Edukasi Medis: Kenali Cara Penularan HIV
Kegiatan ini menghadirkan tim narasumber dari Dinas Kesehatan Kabupaten Gresik, termasuk dr. Lita Apriliani selaku perwakilan dari layanan kesehatan wilayah Menganti.
Dalam paparannya, dr. Lita menjelaskan bahwa HIV merupakan virus yang menyerang sistem kekebalan tubuh. Virus ini dapat berkembang menjadi AIDS apabila tidak mendapatkan penanganan medis secara cepat dan tepat.
Ia menegaskan bahwa penularan HIV hanya terjadi melalui empat cairan tubuh, yaitu:
Darah, Cairan sperma, Cairan vagina, Air Susu Ibu (ASI)
"HIV bukan penyakit yang harus membuat penderitanya dijauhi. Yang harus kita perangi adalah virusnya, bukan orangnya," ujar dr. Lita di hadapan para peserta.
Oleh karena itu, masyarakat diminta tidak memberikan stigma negatif atau mengucilkan Orang Dengan HIV/AIDS (ODHIV). Sebab, virus tersebut tidak akan menular melalui sentuhan fisik biasa, berjabat tangan, berbagi alat makan, maupun aktivitas sosial sehari-hari.
"Melalui pencegahan perilaku berisiko dan pengobatan Antiretroviral (ARV) yang rutin, penderita tetap dapat menjalani hidup sehat, normal, dan produktif," tambahnya.
DPRD Gresik Dorong Peningkatan Layanan Kesehatan
Sebagai Ketua Komisi II DPRD Kabupaten Gresik yang bermitra erat dengan Dinas Kesehatan, Wongso Negoro menyampaikan bahwa pihaknya akan terus mendorong perluasan upaya pencegahan dan edukasi masif terkait HIV/AIDS.
Berdasarkan data dari instansi terkait, kasus HIV/AIDS di Kabupaten Gresik masih memerlukan perhatian serius dari semua lini. Oleh karena itu, ia meminta Dinas Kesehatan untuk terus meningkatkan intensitas sosialisasi, mempermudah akses deteksi dini (skrining), serta memperkuat langkah preventif dari tingkat kecamatan hingga desa.
"Kami berharap edukasi seperti ini terus digalakkan agar masyarakat memahami cara penularan yang benar sekaligus mengikis habis stigma terhadap penderitanya. Pencegahan jauh lebih utama dan efisien daripada penanganan setelah terjadi penularan," tegas Wongso Negoro.

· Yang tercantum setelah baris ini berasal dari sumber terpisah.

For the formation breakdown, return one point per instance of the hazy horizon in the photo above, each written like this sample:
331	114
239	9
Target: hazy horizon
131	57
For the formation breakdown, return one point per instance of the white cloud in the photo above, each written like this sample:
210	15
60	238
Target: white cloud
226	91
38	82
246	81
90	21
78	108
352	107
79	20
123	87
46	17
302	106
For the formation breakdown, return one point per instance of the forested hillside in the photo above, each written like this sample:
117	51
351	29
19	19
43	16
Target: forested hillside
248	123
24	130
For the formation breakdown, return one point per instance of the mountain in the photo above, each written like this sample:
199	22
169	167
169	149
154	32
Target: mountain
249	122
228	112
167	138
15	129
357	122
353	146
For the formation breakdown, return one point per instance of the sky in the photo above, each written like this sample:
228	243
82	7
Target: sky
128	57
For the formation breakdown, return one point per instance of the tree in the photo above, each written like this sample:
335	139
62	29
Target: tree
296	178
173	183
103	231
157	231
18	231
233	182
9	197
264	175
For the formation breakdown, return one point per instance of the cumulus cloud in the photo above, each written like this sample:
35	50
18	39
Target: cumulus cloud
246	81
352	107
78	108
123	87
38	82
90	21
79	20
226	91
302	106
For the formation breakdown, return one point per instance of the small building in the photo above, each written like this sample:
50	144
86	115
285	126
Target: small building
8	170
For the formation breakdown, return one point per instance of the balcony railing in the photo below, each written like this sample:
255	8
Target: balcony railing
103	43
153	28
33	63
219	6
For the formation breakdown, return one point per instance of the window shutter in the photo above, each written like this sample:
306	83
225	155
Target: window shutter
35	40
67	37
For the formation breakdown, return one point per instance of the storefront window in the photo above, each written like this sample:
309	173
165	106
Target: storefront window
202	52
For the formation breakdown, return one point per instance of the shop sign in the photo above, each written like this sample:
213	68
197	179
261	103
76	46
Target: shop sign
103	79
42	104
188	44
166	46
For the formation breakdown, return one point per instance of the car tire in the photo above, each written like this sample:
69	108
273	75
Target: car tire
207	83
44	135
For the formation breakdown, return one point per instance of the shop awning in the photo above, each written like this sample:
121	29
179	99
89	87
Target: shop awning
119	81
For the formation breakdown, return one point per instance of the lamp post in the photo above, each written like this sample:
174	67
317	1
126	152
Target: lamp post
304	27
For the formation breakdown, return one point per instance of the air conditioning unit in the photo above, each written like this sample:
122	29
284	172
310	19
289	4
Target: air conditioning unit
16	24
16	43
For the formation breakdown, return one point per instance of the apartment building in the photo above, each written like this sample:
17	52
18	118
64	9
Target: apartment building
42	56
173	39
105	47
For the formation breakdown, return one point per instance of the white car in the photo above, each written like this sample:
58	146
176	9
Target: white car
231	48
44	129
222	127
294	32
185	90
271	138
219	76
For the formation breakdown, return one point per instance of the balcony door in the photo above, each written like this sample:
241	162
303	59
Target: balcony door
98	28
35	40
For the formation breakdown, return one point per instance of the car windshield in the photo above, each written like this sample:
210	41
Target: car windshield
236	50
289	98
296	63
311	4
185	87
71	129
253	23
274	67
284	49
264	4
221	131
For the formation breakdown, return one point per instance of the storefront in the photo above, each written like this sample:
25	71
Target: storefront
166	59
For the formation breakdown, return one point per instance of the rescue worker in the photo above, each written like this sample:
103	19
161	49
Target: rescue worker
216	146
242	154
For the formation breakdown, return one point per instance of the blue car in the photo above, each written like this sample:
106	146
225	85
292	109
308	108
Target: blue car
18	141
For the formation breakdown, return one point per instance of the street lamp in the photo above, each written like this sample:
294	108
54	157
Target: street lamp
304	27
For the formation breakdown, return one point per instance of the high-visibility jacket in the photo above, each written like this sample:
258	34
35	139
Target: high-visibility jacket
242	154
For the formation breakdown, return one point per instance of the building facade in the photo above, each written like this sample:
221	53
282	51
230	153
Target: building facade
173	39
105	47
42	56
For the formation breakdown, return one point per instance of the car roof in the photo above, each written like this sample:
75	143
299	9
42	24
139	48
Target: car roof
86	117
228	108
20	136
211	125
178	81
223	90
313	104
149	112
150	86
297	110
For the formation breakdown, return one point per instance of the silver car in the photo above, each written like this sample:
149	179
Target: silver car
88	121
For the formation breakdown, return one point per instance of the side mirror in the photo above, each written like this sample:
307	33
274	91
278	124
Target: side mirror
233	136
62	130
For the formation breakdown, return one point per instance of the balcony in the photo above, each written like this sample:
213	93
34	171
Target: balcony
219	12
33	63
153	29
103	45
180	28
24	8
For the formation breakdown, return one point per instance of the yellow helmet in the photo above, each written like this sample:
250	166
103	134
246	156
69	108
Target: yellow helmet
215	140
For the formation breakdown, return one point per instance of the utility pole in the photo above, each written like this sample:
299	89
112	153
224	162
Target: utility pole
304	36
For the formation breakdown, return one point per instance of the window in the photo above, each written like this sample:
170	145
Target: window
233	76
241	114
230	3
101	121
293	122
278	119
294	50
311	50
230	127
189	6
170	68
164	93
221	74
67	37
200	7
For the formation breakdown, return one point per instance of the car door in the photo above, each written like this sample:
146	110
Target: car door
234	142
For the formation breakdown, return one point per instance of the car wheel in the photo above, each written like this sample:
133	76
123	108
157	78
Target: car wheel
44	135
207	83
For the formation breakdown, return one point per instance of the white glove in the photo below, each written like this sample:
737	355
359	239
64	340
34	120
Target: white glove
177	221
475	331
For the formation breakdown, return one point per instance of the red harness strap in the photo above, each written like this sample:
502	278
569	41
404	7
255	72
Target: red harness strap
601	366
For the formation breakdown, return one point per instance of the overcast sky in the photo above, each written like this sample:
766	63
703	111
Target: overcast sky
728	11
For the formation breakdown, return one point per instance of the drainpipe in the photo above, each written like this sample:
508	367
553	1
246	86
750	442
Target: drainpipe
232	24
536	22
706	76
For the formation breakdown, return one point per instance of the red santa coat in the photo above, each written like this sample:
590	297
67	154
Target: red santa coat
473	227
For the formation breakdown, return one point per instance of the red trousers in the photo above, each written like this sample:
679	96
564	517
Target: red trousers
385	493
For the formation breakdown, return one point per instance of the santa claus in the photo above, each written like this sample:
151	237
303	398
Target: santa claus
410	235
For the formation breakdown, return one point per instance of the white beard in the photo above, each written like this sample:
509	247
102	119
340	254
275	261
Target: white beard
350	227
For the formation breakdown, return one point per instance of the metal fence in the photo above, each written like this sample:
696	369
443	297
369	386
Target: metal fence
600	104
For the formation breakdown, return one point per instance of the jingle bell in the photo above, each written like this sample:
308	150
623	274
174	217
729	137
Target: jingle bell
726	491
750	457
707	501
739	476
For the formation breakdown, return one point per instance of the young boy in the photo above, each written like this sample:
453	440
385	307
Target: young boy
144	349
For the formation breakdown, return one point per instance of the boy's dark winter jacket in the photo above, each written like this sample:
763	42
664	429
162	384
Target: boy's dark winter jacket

Komitmen Mengawal Aspirasi Masyarakat
Wongso Negoro juga mengajak masyarakat untuk tidak ragu memanfaatkan serta mengawasi pelayanan kesehatan di puskesmas maupun rumah sakit pemerintah. Sebagai wakil rakyat, dirinya siap menjembatani dan menindaklanjuti berbagai aspirasi demi mendongkrak kualitas pelayanan kesehatan bagi seluruh masyarakat Kabupaten Gresik.
Melalui agenda sosper ini, masyarakat Kecamatan Menganti dan sekitarnya diharapkan dapat semakin memahami isi Perda Nomor 18 Tahun 2020. Dengan begitu, kesadaran kolektif dalam mencegah penyebaran HIV/AIDS dapat meningkat, sekaligus mendukung terciptanya lingkungan sosial yang sehat, inklusif, dan bebas dari diskriminasi.